NVIDIA Launches Ising: Open AI Models to Supercharge Quantum Computing
NVIDIA unveils Ising, the world's first family of open-source AI models built to accelerate fault-tolerant quantum computing through AI-powered calibration and error correction.
NVIDIA has announced Ising, the world's first family of open-source AI models purpose-built to accelerate the path to useful, fault-tolerant quantum computers. Unveiled on April 14, 2026, the Ising model family targets two of the most stubborn challenges in quantum hardware: processor calibration and real-time error correction -- bottlenecks that have historically demanded enormous manual effort and slowed the pace of progress in the field.
The Ising family ships in two distinct domains. Ising Calibration is a 35-billion-parameter vision-language model that interprets measurement results from quantum processors in real time, compressing calibration work that once took days into a matter of hours. Ising Decoding, built on a 3D convolutional neural network, performs real-time quantum error correction and ships in two variants tuned for speed and accuracy respectively. Benchmarked against pyMatching -- the current open-source industry standard -- Ising Decoding delivers up to 2.5x faster throughput and 3x higher decoding accuracy, a leap researchers say is critical for scaling quantum systems to thousands of qubits.
NVIDIA CEO Jensen Huang framed the release as a step toward bridging classical and quantum computing. The models are released under an open license on Hugging Face and the NVIDIA NGC catalog, allowing academic labs and commercial quantum hardware makers to fine-tune and deploy them on their own systems. Early adopters include Fermi National Accelerator Laboratory, Harvard School of Engineering, IQM Quantum Computers, Infleqtion, and the UK National Physical Laboratory.

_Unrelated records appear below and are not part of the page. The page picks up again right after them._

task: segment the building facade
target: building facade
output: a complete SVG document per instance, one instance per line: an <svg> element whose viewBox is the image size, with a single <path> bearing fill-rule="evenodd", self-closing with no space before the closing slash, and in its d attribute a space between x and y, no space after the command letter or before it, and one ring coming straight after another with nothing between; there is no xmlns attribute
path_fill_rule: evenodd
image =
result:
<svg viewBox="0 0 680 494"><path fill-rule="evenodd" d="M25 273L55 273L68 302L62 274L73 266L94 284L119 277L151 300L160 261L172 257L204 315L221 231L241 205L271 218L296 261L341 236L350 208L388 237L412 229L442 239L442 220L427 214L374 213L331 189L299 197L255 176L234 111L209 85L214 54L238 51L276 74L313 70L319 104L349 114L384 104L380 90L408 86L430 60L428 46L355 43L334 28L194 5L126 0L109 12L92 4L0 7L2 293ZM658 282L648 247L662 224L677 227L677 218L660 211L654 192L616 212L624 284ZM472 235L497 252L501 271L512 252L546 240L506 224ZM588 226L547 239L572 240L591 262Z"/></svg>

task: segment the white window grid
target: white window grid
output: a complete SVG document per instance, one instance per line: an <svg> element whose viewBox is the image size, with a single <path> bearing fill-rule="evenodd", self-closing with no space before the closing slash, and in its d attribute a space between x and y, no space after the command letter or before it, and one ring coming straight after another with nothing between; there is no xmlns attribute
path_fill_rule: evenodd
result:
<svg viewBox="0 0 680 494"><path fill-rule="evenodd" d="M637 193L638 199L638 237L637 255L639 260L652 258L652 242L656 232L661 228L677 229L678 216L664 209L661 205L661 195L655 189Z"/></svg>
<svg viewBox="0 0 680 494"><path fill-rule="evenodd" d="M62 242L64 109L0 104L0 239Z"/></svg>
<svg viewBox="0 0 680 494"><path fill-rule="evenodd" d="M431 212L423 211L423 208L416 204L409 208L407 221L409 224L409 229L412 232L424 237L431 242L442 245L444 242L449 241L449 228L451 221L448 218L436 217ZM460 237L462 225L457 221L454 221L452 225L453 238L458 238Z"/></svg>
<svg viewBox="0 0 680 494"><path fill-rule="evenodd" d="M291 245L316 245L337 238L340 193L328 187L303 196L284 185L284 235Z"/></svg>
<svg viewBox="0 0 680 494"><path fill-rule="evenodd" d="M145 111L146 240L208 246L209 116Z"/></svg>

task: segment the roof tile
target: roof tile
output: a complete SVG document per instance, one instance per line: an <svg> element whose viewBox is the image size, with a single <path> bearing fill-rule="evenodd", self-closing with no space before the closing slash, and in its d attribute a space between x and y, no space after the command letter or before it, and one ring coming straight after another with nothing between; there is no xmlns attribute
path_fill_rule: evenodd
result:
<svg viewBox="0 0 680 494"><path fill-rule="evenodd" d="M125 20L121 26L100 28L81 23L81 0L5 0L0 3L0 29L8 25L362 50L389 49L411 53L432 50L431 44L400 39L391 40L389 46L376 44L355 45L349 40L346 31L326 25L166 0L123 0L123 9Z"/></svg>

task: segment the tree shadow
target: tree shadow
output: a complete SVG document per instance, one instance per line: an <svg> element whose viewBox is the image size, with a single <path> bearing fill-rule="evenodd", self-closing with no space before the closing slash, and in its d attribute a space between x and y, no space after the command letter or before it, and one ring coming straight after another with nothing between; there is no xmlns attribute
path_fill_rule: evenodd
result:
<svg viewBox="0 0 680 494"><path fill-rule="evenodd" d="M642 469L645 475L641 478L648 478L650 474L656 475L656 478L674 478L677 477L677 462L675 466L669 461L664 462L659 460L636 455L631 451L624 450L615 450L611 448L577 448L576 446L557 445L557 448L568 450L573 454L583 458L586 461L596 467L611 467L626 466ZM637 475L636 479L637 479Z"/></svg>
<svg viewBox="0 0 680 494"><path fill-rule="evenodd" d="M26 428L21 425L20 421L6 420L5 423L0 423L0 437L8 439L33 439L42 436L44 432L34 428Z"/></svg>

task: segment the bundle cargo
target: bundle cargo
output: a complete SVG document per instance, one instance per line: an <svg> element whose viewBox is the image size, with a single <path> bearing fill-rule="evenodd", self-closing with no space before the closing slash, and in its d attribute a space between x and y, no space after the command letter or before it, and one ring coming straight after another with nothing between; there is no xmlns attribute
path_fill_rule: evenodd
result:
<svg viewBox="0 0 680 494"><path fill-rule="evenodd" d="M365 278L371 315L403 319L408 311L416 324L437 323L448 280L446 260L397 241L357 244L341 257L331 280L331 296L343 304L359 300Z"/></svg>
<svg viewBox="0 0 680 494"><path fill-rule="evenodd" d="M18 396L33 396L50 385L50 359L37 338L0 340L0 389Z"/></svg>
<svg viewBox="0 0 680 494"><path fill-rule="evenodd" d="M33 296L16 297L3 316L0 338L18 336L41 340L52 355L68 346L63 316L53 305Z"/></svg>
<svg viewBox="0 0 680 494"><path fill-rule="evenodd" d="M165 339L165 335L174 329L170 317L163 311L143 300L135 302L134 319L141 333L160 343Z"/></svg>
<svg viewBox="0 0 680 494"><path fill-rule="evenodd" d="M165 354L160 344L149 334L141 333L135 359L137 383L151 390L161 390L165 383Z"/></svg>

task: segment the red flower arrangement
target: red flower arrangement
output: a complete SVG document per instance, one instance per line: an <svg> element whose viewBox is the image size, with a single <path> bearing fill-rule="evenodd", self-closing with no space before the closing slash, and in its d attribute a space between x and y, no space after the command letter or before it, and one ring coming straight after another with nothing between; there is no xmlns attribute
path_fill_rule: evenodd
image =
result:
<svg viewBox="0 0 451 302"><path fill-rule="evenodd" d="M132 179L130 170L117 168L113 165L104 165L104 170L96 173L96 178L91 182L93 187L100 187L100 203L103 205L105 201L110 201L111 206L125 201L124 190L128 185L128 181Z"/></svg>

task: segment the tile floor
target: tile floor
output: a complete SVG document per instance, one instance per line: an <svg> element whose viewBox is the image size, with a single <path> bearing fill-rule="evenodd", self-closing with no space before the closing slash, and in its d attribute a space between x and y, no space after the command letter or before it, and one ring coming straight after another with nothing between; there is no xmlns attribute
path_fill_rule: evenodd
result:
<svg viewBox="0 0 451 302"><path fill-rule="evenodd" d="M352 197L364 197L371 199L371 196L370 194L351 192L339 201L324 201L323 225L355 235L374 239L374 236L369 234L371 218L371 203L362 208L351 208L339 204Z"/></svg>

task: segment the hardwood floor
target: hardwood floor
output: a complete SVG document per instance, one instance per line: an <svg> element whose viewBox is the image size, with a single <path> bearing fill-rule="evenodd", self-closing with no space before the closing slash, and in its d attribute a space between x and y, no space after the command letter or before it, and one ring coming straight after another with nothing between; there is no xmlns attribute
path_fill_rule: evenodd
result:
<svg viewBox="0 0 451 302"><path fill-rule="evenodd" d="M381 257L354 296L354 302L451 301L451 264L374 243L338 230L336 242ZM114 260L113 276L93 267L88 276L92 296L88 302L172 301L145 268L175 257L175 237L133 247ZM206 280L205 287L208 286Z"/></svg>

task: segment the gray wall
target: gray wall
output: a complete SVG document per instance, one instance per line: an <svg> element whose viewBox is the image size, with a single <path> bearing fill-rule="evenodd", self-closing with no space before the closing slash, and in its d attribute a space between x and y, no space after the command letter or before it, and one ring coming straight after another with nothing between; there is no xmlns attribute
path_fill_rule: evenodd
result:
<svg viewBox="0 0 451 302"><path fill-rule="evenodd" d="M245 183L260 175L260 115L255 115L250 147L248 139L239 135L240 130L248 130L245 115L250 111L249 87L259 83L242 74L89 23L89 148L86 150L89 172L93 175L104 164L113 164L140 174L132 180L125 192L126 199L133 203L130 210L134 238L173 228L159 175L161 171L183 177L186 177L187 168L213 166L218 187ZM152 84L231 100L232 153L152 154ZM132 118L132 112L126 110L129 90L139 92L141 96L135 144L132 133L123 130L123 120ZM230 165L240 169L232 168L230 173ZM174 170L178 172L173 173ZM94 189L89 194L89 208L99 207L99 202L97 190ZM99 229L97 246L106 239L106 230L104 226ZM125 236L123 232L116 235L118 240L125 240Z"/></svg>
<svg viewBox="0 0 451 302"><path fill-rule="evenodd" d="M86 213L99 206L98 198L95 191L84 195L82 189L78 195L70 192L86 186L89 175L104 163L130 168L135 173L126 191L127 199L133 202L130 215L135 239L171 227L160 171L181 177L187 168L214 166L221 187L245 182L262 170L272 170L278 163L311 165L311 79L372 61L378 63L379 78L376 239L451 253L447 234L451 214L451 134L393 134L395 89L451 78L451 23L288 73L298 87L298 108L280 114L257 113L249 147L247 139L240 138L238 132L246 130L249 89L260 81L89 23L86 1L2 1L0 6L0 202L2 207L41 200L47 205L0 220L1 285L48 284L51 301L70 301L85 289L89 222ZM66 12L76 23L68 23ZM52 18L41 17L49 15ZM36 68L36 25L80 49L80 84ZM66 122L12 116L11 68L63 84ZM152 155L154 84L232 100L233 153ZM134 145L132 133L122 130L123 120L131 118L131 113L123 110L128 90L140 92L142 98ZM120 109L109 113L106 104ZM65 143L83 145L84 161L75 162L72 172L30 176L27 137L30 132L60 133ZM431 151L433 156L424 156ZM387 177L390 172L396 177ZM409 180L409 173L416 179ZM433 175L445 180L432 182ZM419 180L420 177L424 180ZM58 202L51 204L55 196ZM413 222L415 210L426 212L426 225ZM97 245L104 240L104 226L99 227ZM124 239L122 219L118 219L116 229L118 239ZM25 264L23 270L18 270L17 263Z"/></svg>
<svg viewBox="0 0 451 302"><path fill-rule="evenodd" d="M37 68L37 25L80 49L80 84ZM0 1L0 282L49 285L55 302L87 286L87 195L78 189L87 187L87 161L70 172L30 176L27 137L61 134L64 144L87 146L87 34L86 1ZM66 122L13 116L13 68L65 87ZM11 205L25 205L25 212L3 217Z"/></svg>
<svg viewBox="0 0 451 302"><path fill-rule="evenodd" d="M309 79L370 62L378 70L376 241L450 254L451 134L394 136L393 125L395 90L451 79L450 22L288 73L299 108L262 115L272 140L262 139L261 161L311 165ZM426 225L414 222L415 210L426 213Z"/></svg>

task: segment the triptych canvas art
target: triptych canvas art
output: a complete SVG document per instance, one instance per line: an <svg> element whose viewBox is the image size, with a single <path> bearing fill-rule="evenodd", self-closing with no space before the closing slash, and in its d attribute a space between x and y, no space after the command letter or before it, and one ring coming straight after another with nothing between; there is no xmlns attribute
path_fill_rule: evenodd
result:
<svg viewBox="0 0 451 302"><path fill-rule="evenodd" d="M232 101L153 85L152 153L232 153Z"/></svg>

The launch signals a broader strategic push by NVIDIA into the quantum sector, complementing its existing Quantum Cloud initiative and the CUDA-Q programming model. Analysts note that open-sourcing Ising gives NVIDIA a way to establish GPU infrastructure as the de facto compute backbone for quantum-classical hybrid workloads -- a market expected to grow substantially as quantum hardware matures. For the quantum research community, the arrival of well-resourced, high-performance open models represents a significant acceleration in the timeline toward practical quantum advantage.